GEnder equality


About 20% of ultra runners are women.

That is ridiculous.

Women are extremely strong long-distance runners. In fact, the longer the distance, the less of a time advantage a man has. As a woman myself, I understand some of the challenges. Women are the ones having babies, they are the ones often primarily caring for children--whether they stay at home with the kids or whether they work outside the home. They are often intimidated by the idea of ultras, not because they can't do it, but because perhaps they just don't know it's a great fit for them. We want to see more women out there, and we are committed to doing our part to see it happen.

One way we are trying to address this lack of parity is with our race rules. Women get pregnant. It's hard to sign up for an expensive race when you know you might get pregnant, intentionally or not, and not be able to transfer or postpone the entry. Most races do not have specific rules when it comes to pregnancy. We do.

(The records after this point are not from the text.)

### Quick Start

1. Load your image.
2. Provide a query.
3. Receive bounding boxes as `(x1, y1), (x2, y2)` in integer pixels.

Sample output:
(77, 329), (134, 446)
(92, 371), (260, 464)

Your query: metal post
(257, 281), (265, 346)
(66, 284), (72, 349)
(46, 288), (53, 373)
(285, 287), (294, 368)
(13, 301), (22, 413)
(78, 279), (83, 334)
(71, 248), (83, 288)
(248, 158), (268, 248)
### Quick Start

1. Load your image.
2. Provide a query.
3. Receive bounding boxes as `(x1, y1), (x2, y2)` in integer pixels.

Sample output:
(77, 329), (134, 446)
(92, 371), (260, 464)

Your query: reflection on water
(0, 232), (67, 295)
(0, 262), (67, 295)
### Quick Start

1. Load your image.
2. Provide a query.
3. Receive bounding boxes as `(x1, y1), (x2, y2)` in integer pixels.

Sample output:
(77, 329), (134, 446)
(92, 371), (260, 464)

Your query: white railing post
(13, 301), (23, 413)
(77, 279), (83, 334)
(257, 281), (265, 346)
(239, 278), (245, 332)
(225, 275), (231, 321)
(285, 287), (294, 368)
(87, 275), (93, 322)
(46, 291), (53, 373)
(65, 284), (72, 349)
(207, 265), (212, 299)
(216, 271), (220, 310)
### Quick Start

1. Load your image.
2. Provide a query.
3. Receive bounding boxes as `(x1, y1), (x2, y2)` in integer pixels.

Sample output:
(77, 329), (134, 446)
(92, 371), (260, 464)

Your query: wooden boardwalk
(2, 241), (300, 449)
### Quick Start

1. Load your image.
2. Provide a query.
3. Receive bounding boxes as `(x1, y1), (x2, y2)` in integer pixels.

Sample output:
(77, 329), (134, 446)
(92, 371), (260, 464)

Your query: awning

We know time gaps between men and women diminish with longer distances. We have seen multi-stage ultras where women are very close to winning the overall. And this is with only 20% of competitors being women! Imagine if 50% were women--surely women would be on the overall first place podium regularly. So here again, we are changing the rules. We of course offer equal prize money for men and women. However, we are adding a twist. If a woman wins not only women's first place, but also the overall, we'll add $1,000 to her prize money. Let the games begin!